Exclusive: We Won’t Be ‘Intimidated’ by Communist China, Says Lithuanian MP on Opening of Taiwanese Embassy
Lithuania will not be “intimidated” by Communist China on its decision to open a de facto Taiwanese embassy, a leading MP has told Breitbart News.
On Tuesday, the government of Taiwan announced that it had come to an agreement to establish an embassy-style office in the Lithuanian capital of Vilnius.
The move from the former Soviet bloc nation was seen by the tyrannical regime in Beijing as a breach of the so-called “One China” policy, under which the Chinese Communist Party (CCP) claims that Taiwan — a sovereign nation with its own currency and democratically elected leaders — is still part of China.
Through state-run media, the Chinese government has threatened to sever diplomatic ties with Lithuania over the opening of the Taiwanese Representative Office, which Beijing claims sends the “wrong signals to the Taiwan secessionists”.

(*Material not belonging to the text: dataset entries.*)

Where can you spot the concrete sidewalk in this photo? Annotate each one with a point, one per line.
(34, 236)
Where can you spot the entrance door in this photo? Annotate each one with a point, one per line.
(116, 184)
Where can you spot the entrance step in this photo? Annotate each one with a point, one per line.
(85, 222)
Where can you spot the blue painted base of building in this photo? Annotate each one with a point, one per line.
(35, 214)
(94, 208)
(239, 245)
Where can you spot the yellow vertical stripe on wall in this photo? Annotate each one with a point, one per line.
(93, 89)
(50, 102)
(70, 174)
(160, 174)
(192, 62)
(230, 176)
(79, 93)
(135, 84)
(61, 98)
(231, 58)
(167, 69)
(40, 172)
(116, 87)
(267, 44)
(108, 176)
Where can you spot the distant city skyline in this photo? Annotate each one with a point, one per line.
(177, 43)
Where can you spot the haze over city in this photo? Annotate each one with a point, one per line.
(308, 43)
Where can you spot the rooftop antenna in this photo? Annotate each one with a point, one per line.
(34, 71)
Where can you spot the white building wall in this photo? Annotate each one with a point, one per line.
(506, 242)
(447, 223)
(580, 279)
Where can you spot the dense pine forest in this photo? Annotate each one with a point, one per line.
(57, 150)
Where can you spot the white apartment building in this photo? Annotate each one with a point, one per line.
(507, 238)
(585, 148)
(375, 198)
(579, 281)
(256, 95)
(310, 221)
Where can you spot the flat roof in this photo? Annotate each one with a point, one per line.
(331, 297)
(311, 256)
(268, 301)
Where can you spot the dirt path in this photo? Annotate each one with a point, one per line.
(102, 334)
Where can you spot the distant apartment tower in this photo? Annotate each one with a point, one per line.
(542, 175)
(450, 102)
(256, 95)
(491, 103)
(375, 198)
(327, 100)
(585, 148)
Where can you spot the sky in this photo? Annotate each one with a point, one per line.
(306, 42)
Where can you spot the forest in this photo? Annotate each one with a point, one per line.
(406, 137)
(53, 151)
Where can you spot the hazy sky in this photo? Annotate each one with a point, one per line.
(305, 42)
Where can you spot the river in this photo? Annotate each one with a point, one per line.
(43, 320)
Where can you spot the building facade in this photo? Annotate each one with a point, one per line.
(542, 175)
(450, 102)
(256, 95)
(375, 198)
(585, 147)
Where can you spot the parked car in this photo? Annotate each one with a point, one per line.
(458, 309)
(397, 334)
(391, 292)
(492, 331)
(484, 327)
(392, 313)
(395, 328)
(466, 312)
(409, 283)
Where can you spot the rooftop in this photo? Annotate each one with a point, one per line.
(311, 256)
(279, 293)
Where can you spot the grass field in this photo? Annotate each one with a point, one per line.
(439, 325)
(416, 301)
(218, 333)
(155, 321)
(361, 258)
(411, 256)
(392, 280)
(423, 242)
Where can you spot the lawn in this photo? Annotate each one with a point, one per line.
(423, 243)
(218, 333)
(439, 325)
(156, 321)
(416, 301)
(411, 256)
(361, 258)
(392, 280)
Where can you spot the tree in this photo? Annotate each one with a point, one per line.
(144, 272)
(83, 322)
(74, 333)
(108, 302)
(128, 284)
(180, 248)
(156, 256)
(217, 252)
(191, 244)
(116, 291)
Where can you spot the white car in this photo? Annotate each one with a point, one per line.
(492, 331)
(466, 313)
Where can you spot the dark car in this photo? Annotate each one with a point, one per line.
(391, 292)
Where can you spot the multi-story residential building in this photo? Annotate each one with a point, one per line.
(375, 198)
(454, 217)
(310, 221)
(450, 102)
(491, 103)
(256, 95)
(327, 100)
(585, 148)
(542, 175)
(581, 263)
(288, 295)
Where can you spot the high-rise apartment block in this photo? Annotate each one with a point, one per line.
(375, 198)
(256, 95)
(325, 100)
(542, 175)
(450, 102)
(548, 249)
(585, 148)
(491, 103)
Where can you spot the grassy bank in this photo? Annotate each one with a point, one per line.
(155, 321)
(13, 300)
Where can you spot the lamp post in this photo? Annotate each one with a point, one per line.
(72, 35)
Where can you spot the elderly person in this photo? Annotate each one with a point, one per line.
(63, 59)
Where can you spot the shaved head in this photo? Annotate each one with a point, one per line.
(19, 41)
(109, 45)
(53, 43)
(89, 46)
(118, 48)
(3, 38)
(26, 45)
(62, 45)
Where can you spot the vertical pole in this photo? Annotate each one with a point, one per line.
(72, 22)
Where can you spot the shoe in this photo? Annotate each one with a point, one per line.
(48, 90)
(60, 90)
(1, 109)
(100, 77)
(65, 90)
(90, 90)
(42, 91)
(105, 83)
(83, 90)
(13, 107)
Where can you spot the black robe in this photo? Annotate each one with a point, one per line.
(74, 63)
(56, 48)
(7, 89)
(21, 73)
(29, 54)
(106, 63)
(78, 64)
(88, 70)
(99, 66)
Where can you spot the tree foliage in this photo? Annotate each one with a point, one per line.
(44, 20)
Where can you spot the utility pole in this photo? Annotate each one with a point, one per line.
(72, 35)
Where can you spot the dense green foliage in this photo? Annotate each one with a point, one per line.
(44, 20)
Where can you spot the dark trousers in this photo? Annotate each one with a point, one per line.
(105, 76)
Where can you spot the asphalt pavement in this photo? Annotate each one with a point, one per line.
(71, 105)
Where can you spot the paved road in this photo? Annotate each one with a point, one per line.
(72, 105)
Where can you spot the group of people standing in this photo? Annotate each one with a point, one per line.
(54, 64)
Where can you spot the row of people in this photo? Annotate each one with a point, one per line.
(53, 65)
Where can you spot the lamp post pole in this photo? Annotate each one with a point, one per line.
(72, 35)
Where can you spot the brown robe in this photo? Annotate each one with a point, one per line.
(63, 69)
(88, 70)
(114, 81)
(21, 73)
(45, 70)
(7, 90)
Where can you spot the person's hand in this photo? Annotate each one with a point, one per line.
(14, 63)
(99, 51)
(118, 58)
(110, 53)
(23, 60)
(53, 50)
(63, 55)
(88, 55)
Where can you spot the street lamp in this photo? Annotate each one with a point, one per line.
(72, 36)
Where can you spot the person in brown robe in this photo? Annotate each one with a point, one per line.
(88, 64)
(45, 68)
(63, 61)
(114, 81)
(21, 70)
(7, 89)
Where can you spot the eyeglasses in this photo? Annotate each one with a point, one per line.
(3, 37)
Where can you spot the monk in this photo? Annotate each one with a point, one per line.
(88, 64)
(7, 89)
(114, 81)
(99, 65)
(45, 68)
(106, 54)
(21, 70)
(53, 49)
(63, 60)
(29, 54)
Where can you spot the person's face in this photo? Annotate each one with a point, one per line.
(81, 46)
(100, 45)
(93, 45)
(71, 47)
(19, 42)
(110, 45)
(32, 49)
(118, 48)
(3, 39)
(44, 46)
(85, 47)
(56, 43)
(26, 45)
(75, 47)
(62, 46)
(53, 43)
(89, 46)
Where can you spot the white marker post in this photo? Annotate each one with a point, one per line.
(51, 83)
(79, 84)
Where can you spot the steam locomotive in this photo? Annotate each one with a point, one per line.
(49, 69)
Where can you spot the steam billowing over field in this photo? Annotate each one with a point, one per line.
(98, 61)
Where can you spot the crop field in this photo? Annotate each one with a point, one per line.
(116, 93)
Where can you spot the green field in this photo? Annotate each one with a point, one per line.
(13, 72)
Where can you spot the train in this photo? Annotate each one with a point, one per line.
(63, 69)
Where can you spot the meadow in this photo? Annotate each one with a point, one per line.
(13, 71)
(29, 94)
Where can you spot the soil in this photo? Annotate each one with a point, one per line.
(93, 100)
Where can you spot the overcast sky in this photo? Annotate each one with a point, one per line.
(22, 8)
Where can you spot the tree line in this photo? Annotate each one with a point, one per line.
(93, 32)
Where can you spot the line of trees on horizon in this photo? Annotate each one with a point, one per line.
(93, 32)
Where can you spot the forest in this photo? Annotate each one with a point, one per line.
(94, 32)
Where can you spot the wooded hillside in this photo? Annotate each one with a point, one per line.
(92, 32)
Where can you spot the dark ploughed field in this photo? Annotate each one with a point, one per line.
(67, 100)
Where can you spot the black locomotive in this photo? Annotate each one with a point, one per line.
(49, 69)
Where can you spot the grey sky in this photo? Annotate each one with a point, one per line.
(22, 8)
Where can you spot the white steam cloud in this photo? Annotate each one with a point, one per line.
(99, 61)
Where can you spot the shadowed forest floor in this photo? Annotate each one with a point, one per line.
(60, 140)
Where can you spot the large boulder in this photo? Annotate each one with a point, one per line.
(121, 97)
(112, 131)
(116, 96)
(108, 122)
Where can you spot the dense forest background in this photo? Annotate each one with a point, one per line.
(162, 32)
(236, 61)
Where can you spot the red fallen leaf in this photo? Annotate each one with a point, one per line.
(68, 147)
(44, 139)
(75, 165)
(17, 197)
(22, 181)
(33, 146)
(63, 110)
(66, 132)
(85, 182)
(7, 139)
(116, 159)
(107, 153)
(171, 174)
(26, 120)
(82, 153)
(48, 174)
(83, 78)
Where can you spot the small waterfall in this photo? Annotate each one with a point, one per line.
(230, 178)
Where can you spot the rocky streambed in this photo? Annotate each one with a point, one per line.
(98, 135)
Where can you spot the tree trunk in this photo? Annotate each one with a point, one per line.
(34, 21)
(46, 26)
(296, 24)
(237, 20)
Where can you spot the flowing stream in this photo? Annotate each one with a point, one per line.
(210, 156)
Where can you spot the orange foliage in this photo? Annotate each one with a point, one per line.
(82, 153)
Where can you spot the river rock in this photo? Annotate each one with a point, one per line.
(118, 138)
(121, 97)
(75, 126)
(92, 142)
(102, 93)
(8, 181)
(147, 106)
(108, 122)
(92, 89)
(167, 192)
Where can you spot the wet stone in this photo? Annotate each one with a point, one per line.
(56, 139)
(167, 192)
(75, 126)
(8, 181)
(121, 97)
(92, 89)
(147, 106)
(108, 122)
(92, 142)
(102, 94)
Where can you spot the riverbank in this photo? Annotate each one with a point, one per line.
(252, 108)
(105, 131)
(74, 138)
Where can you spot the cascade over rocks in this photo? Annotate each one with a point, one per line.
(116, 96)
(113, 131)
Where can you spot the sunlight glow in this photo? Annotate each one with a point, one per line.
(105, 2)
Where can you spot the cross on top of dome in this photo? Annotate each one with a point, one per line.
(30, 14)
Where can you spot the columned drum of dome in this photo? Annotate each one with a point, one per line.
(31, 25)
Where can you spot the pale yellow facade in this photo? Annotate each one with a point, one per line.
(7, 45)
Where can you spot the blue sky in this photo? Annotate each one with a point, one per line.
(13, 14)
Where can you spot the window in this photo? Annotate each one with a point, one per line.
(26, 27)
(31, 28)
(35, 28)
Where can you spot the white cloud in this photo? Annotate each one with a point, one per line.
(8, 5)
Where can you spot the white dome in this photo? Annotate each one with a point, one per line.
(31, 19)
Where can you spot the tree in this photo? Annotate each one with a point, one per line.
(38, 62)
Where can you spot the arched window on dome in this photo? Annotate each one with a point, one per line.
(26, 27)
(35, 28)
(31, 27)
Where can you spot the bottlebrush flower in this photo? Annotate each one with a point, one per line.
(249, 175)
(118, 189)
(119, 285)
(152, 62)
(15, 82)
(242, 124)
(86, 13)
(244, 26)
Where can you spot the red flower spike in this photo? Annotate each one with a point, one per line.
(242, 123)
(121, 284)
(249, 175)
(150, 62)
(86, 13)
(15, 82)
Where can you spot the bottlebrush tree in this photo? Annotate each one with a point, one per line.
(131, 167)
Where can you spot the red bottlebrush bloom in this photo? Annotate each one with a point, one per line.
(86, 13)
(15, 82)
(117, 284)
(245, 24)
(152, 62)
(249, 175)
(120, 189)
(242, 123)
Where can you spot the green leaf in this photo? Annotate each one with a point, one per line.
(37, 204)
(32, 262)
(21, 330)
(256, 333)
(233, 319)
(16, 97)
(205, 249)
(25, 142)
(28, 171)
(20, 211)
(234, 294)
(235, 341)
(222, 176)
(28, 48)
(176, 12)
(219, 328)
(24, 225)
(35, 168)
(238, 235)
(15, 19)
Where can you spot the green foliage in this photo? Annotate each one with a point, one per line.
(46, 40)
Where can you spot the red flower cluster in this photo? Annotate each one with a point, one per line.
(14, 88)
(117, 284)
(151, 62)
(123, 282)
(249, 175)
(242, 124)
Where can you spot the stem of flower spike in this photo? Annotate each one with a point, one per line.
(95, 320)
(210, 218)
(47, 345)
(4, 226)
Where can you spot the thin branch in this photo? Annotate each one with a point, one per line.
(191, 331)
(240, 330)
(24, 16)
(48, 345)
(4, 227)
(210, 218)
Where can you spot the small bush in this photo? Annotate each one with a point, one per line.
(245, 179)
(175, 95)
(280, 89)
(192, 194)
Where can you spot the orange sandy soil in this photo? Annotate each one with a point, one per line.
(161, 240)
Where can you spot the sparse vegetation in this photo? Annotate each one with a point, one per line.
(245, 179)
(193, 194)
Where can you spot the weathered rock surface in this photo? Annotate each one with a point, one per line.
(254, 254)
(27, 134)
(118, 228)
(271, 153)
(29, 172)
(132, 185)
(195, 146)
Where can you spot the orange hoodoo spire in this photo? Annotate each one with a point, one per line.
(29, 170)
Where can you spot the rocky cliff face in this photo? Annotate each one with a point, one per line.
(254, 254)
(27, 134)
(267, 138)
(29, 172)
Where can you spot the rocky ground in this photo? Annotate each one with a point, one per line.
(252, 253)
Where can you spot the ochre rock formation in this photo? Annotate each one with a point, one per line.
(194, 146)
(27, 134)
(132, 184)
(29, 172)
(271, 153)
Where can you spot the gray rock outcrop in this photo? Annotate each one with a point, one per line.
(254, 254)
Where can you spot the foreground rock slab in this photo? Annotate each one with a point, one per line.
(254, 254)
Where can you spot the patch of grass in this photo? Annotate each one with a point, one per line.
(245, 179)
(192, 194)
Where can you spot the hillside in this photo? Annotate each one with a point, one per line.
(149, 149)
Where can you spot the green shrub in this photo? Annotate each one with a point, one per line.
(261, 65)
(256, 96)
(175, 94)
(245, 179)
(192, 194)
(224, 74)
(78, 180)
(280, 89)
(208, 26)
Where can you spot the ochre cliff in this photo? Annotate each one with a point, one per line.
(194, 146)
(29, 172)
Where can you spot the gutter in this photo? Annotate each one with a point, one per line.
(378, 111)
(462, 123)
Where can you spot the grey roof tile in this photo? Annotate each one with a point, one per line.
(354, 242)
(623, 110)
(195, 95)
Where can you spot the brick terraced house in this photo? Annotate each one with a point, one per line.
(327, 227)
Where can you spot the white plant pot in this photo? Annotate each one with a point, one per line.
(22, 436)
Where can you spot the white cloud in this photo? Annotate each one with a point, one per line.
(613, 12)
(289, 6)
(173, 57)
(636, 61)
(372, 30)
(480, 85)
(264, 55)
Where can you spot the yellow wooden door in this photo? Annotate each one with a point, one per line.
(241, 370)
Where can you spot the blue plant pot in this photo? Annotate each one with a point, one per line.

In an interview with Breitbart London, Dovilė Šakalienė, a member of the Social Democratic Party in the Lithuanian Parliament, said that threats from Beijing will not deter Lithuania from standing with Taiwan.
“We should not be intimidated by China… we should not be afraid of developing relations with another country because somebody is threatening us,” she said.
“We have been friendly with Taiwan for many years, on the parliamentary and governmental level, and I think that for all the world, or at least the free world, Hong Kong was a horrible lesson and I think that it was an eye-opener for Taiwan as well.
“They saw what it means to become unified with China, it means death by strangling.
“So we, as a small country, which is neighbored by bloody authoritarian regimes, we understand Taiwan, because, on your own, you can be easy prey.”
Šakalienė went on to explain that in terms of the geopolitical landscape, Taiwan is a very important player in the East Asian region and therefore it is a “joint interest of the NATO” to support the Western democratic society of Taiwan to act as a bulwark against the totalitarianism of Beijing.
“It’s not that long ago that we were fighting for our democracy, for our right to keep our language and our culture. We were swallowed by the Soviet Union for half a century. So there are many reasons for supporting Taiwan: political, economical, sentimental, and geopolitical”.
What a beautiful morning😁🇱🇹🇹🇼❤#Lithuania and #Taiwan will become even closer friends. We both are small democratic states, both neighboured by bloody authoritarian regimes, but both not easily intimidated 💪 https://t.co/LOzDsR9q4I
Šakalienė, who was sanctioned earlier this year by the Chinese Communist Party for introducing legislation condemning the “genocide” being committed in Xinjiang against the Uyghur Muslims and other ethnic minorities, said that Lithuania’s history under the communist rule of the Soviet Union has informed her country’s stance against Chinese aggression.
“I am myself born of a family of political prisoners and exiles, who were persecuted by the Soviet Union communist regime,” she said.
Šakalienė said that, in her eyes, the concentration camp system in Xinjiang is a direct “copy” of the gulags during the Soviet Union, “so of course, I wanted to do something about the Uyghur genocide”.
While the MP said that the sanctions imposed on her have negatively impacted her husband’s career as a diplomat, which resulted in his banishment from China, Hong Kong and Macau, she said that ultimately the sanctions have only served to galvanise political opinion in Lithuania against the communist regime.
The Lithuanian co-chair of the Inter-Parliamentary Alliance on China told Breitbart London that her country is free to stand up to China because “Lithuania has one of the lowest indexes of co-dependence with China of all the countries in the world.”
Rejecting the idea that Lithuania could be swayed by economic incentives from China, she said: “I understand that there are some problems with people who leave prison, but in general, a healthy attitude towards prison is that you don’t want to go back, so no, we don’t have nostalgia for communism.”
The human rights advocate said that she has witnessed “with her own eyes” the ill effects of China’s debt-trap diplomacy Belt and Road Initiative during humanitarian missions to Africa, which has been a key pillar of China’s global domination scheme.
Noting that the debt incurred through partnering with CCP on infrastructure projects puts a “noose around the kneck of these countries,” Šakalienė said that Lithuania does not want to get too “friendly” with China because “it’s a mousetrap, and the mouse gets killed.”